An den vergangenen Freitagabenden, nach dem sehr schönen, wenn auch über lange Strecken leise-melancholischen Konzert von MAX & LAURA BRAUN und ihrer Band, bot das StuKi 76 zweimal hintereinander ambitionierte Kinounterhaltung an, die auf aktuelle Anlässe verwies.


Mit Volker Schlöndorffs Kammerspiel „Diplomatie“ erinnerten wir an das 70. Jubiläum des Endes des Zweiten Weltkrieges und eine Woche darauf präsentierte das Kino passend zum 1. Mai „Zwei Tage, eine Nacht“ der Gebrüder Dardennes, die mit diesem Film einen markanten Einblick in den neoliberalen Arbeitsalltag gestatteten. Gerade dieser Film bezog seine Stärke aber auch aus seiner Doppelbödigkeit und zeigte jeweils immer beide Seiten, einerseits die Entsolidarisierung zwischen den Arbeitern und Angestellten wie auch das Begreifen und Erkennen der Notwendigkeit der gegenseitigen Solidarität, den vermeintlich humanen Arbeitgeber, der seinen Beschäftigten die Wahl zwischen Pest oder Cholera gestattet, wenn er sie vor die Entscheidung stellt, auf ihre Prämie zu verzichten und dann niemanden zu entlassen oder die Prämie zu erhalten und eine Kollegin wird dafür entlassen, weil die Arbeit - wenn auch mit ein paar (nicht bezahlten) Überstunden - mit einer Kollegin weniger genauso gut bewältigt werden kann.

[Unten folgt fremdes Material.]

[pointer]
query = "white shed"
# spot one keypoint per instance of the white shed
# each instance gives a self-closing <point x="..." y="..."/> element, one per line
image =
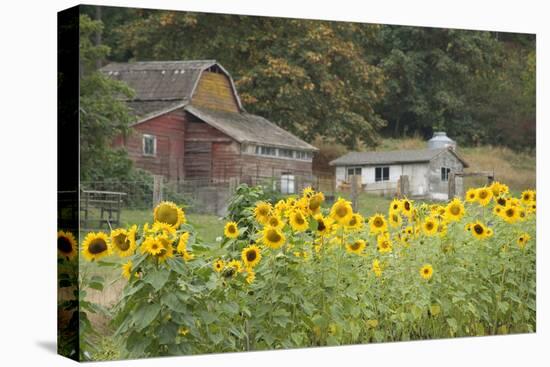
<point x="427" y="170"/>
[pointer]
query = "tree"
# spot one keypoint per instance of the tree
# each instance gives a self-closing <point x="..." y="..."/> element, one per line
<point x="103" y="116"/>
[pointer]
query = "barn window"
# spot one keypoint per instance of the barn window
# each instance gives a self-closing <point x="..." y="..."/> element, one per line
<point x="149" y="145"/>
<point x="354" y="171"/>
<point x="286" y="153"/>
<point x="445" y="173"/>
<point x="261" y="150"/>
<point x="381" y="174"/>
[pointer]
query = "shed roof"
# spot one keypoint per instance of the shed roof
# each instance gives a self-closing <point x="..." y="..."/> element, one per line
<point x="393" y="157"/>
<point x="162" y="81"/>
<point x="248" y="128"/>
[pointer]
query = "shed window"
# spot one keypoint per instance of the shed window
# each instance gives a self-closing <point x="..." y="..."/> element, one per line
<point x="149" y="145"/>
<point x="445" y="173"/>
<point x="381" y="174"/>
<point x="354" y="171"/>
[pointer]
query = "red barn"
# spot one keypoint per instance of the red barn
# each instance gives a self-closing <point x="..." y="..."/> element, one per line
<point x="191" y="124"/>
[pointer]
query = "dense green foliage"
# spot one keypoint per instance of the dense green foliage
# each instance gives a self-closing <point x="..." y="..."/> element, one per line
<point x="351" y="82"/>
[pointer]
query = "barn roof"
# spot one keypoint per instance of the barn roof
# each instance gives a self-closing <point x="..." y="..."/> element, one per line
<point x="247" y="128"/>
<point x="162" y="81"/>
<point x="392" y="157"/>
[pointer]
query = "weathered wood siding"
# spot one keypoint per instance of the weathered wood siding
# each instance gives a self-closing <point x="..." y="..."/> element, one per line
<point x="169" y="130"/>
<point x="214" y="91"/>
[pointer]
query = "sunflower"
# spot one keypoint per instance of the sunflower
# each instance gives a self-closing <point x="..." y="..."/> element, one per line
<point x="251" y="256"/>
<point x="66" y="244"/>
<point x="384" y="243"/>
<point x="275" y="222"/>
<point x="484" y="195"/>
<point x="454" y="210"/>
<point x="528" y="196"/>
<point x="395" y="206"/>
<point x="182" y="243"/>
<point x="272" y="237"/>
<point x="231" y="230"/>
<point x="169" y="213"/>
<point x="395" y="219"/>
<point x="426" y="271"/>
<point x="95" y="246"/>
<point x="127" y="269"/>
<point x="376" y="268"/>
<point x="341" y="211"/>
<point x="124" y="241"/>
<point x="510" y="214"/>
<point x="407" y="208"/>
<point x="356" y="222"/>
<point x="523" y="239"/>
<point x="471" y="195"/>
<point x="478" y="230"/>
<point x="298" y="222"/>
<point x="219" y="265"/>
<point x="315" y="202"/>
<point x="377" y="224"/>
<point x="356" y="247"/>
<point x="262" y="211"/>
<point x="324" y="225"/>
<point x="430" y="226"/>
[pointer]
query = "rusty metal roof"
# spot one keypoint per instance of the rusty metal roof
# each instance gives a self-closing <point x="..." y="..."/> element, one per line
<point x="392" y="157"/>
<point x="247" y="128"/>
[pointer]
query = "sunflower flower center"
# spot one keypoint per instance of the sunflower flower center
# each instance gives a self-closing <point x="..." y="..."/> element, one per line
<point x="97" y="246"/>
<point x="167" y="214"/>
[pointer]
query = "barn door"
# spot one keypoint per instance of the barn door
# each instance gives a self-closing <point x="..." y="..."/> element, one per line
<point x="197" y="162"/>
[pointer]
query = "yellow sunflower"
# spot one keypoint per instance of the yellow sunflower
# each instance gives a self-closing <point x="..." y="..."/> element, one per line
<point x="478" y="230"/>
<point x="376" y="268"/>
<point x="219" y="265"/>
<point x="275" y="222"/>
<point x="95" y="246"/>
<point x="407" y="208"/>
<point x="127" y="269"/>
<point x="384" y="243"/>
<point x="471" y="195"/>
<point x="454" y="210"/>
<point x="395" y="206"/>
<point x="251" y="256"/>
<point x="315" y="202"/>
<point x="298" y="222"/>
<point x="484" y="195"/>
<point x="66" y="245"/>
<point x="341" y="211"/>
<point x="395" y="219"/>
<point x="356" y="222"/>
<point x="262" y="211"/>
<point x="426" y="271"/>
<point x="356" y="247"/>
<point x="182" y="243"/>
<point x="523" y="239"/>
<point x="377" y="224"/>
<point x="528" y="196"/>
<point x="169" y="213"/>
<point x="324" y="225"/>
<point x="430" y="226"/>
<point x="510" y="214"/>
<point x="231" y="230"/>
<point x="124" y="241"/>
<point x="272" y="237"/>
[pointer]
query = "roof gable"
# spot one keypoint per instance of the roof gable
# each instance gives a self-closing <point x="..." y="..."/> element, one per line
<point x="393" y="157"/>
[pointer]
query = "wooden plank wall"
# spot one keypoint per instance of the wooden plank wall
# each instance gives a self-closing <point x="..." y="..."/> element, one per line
<point x="214" y="91"/>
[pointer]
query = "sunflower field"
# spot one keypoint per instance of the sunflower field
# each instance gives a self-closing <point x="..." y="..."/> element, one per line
<point x="300" y="273"/>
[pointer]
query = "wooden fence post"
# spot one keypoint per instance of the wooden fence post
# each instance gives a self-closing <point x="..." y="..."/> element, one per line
<point x="157" y="189"/>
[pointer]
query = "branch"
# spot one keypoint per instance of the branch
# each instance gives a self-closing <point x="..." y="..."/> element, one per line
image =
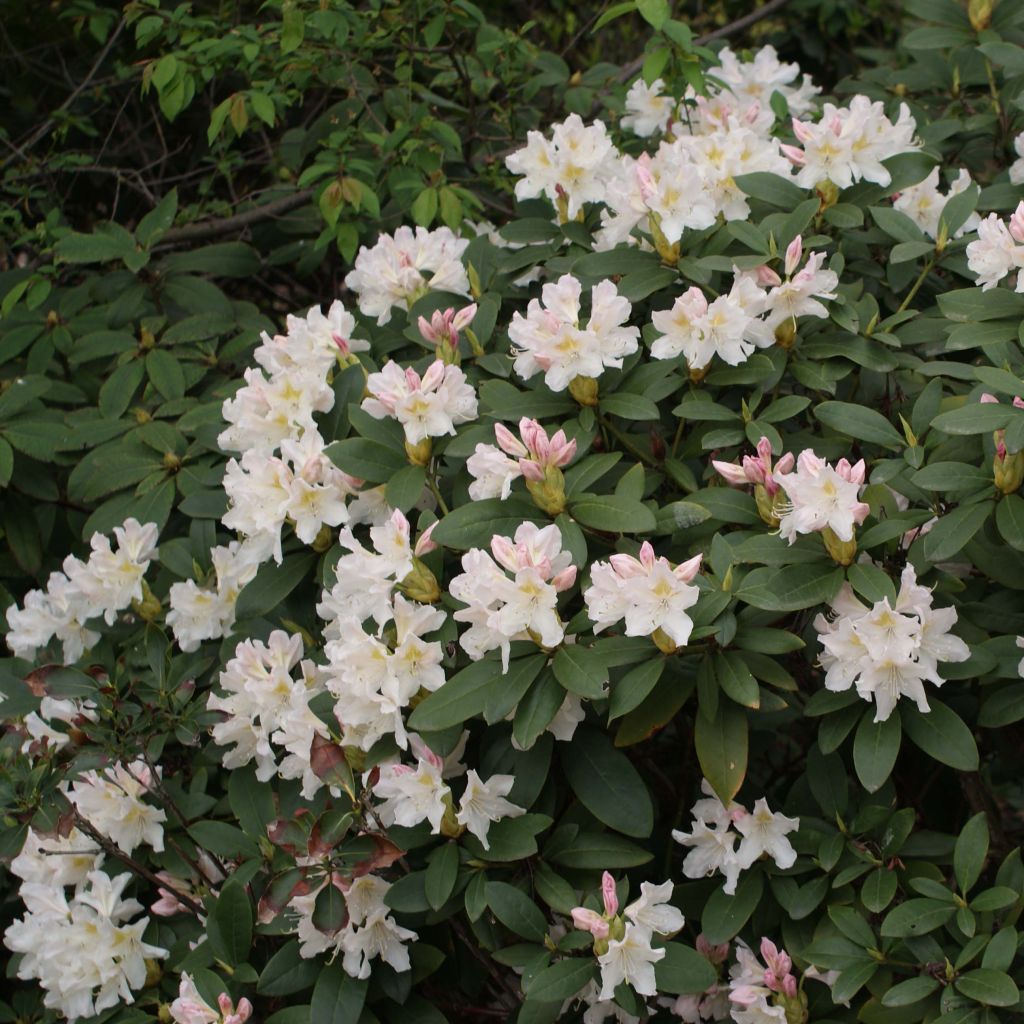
<point x="727" y="30"/>
<point x="238" y="221"/>
<point x="47" y="125"/>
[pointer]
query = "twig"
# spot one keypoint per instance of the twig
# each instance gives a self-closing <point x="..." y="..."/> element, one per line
<point x="238" y="221"/>
<point x="47" y="125"/>
<point x="727" y="30"/>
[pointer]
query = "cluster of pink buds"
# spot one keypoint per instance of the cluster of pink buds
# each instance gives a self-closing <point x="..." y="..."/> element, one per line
<point x="591" y="921"/>
<point x="758" y="470"/>
<point x="1008" y="469"/>
<point x="443" y="329"/>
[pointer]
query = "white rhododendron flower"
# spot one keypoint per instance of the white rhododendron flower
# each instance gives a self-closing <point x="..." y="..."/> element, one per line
<point x="888" y="651"/>
<point x="647" y="111"/>
<point x="104" y="585"/>
<point x="571" y="167"/>
<point x="924" y="203"/>
<point x="426" y="407"/>
<point x="83" y="951"/>
<point x="648" y="592"/>
<point x="512" y="593"/>
<point x="112" y="802"/>
<point x="550" y="339"/>
<point x="849" y="143"/>
<point x="400" y="268"/>
<point x="716" y="829"/>
<point x="998" y="250"/>
<point x="820" y="497"/>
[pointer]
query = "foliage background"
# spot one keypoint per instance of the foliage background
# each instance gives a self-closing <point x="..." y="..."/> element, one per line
<point x="175" y="178"/>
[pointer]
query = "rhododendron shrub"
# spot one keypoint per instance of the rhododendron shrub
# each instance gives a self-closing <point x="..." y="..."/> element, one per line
<point x="609" y="614"/>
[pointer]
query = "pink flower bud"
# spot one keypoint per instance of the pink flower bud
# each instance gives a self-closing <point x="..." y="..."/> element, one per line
<point x="425" y="545"/>
<point x="590" y="921"/>
<point x="1017" y="223"/>
<point x="794" y="154"/>
<point x="688" y="569"/>
<point x="564" y="580"/>
<point x="427" y="331"/>
<point x="609" y="895"/>
<point x="767" y="278"/>
<point x="531" y="470"/>
<point x="508" y="441"/>
<point x="794" y="254"/>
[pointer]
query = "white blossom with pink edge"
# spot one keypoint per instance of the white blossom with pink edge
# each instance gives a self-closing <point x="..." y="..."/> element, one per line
<point x="821" y="498"/>
<point x="190" y="1008"/>
<point x="430" y="406"/>
<point x="713" y="836"/>
<point x="998" y="250"/>
<point x="531" y="457"/>
<point x="550" y="339"/>
<point x="649" y="593"/>
<point x="514" y="594"/>
<point x="889" y="650"/>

Die Kamera war immer dicht an den Darstellern des Films dran und vermittelte sehr direkt, fast semidokumentarisch das dramatische Geschehen, denn Sandra macht sich auf den Weg zu ihren Kollegen, versucht deren Votum zu ihren Gunsten umzustimmen, ein Gang, der für sie einerseits zu einem steinig-dornigen Passionsweg wird, an dem sie wiederholt zu zerbrechen droht, letztlich aber daran wächst und die Kraft findet, ihrem Leben eine neue Richtung zu geben und nach einer Arbeitsperspektive außerhalb dieser Firma zu suchen.

Das war einer dieser mit kleinem Budget gemachten europäischen Filme, die so nachdrücklich beweisen, dass das Kino Kunst sein kann, die mit unserem wirklichen Leben zu tun hat, und das es erforderlich ist, solche Filmproduktionen vor der durch CETA und TTIP verstärkten Dominanz des Hollywood-Kinos zu schützen.

Nachdem Walt Disney seine Verleihkonditionen für die Kinos deutlich verschlechtert hat, ist momentan eine heftige Debatte bei den Kinobetreibern im Gange, welche Folgen die Digitalisierung des Kinos mit den von den amerikanischen Großverleihern diktierten Digitalformaten und obige Freihandelsabkommen mit den USA und Kanada haben werden, wobei die Befürchtung geäußert wird, dass damit die Dominanz der Traumfabrik zu Ungunsten des europäischen Kinos verstärkt wird.